Du wurdest insgesamt 1 1/2 Stunden festgehalten, hast Du auch die Polizisten auf der Wache darauf aufmerksam gemacht, dass Du im Hardturm als Fotojournalist unterwegs warst?

Ich bin davon überzeugt, dass es länger gedauert hätte, wenn nicht mehrere Personen telefonisch bei der Polizei interveniert hätten. Ich habe fast schon gebetsmühleartig auch auf der Hauptwache zu aller erst verlangt, es sei jemand von der Pressestelle bei zu ziehen. Erfolglos. Quittiert wurde meine Aussage, ich sei  Journalist etc. höchstens mit Gelächter und dem Hinweis ich solle meine „Schnurre“ halten.
 
Denkst Du, dass die Verhaftung etwas mit Deiner Person zu tun hatte, oder ist das Klima zwischen Polizei und Medienleute generell rauer geworden?
 
Ja und nein. Zu aller erst ging es wohl darum, den einzigen Anwesenden Fotojournalisten an der Dokumentation eines völlig hirnrissigen, gefährlichen und brutalen Polizeieinsatzes zu hindern. Als sich dann herausstellte, dass dieser Fotograf auch noch „der Rozsa“ ist, gab es kein Halten mehr. 

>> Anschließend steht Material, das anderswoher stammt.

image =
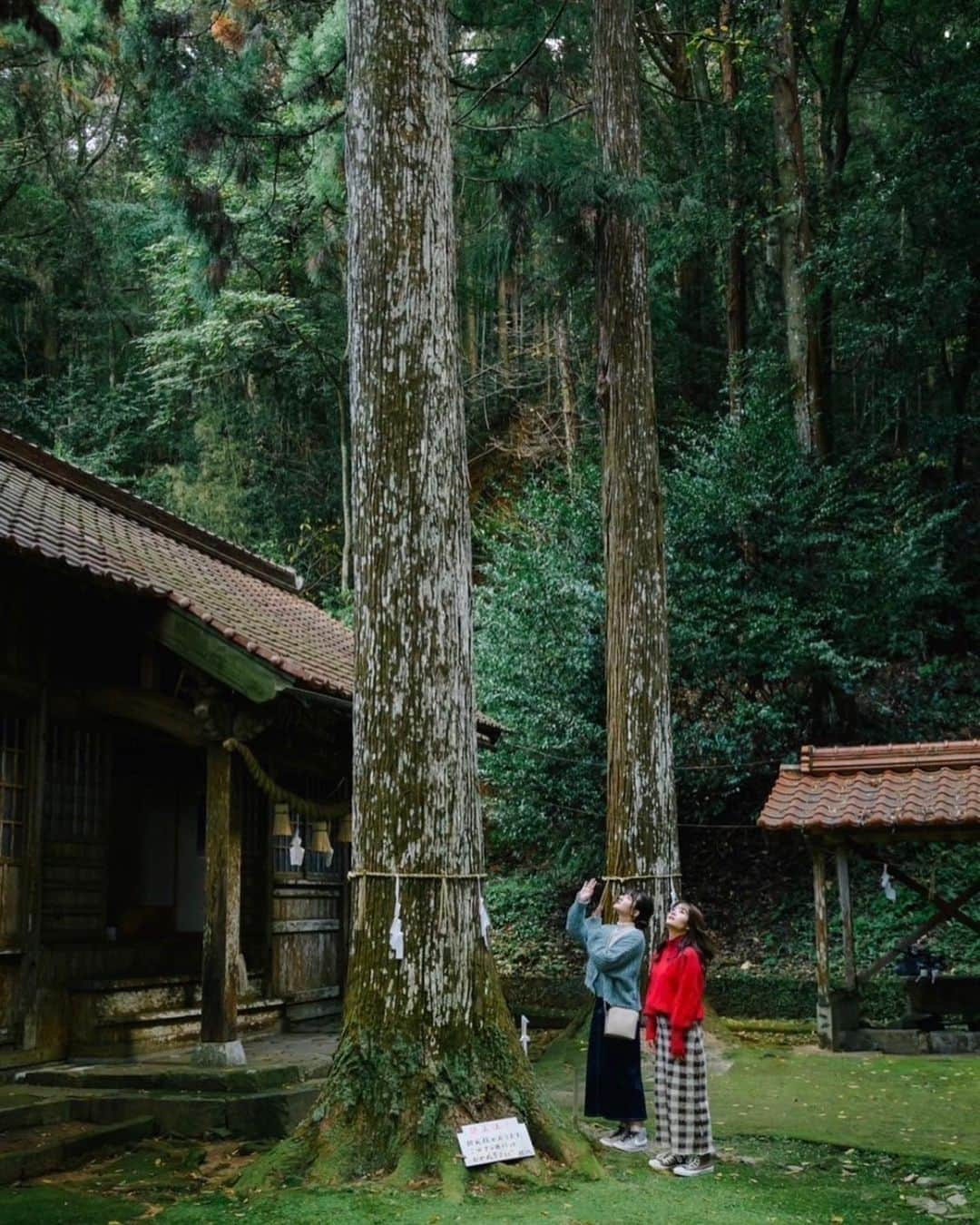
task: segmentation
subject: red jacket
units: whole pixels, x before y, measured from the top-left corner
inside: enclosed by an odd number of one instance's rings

Am Schluss des Interviews bittet Klaus Rozsa noch um eine Schlussbemerkung:
Immer wieder höre ich von KollegInnen, dass sie am Fotografieren gehindert werden, dass sie von Polizeibeamten weg gewiesen werden. Ich denke, es ist ganz wichtig, dass die Dienstanweisung der STAPO breit bekannt gemacht wird: Sie ist eine gute Zusammenfassung der gesetzlichen Grundlagen und der gültigen Rechtsprechung fürs Fotografieren und immerhin eine für Polizeiangehörige (theoretisch) verbindliche Dienstanweisung!

(pv.ch)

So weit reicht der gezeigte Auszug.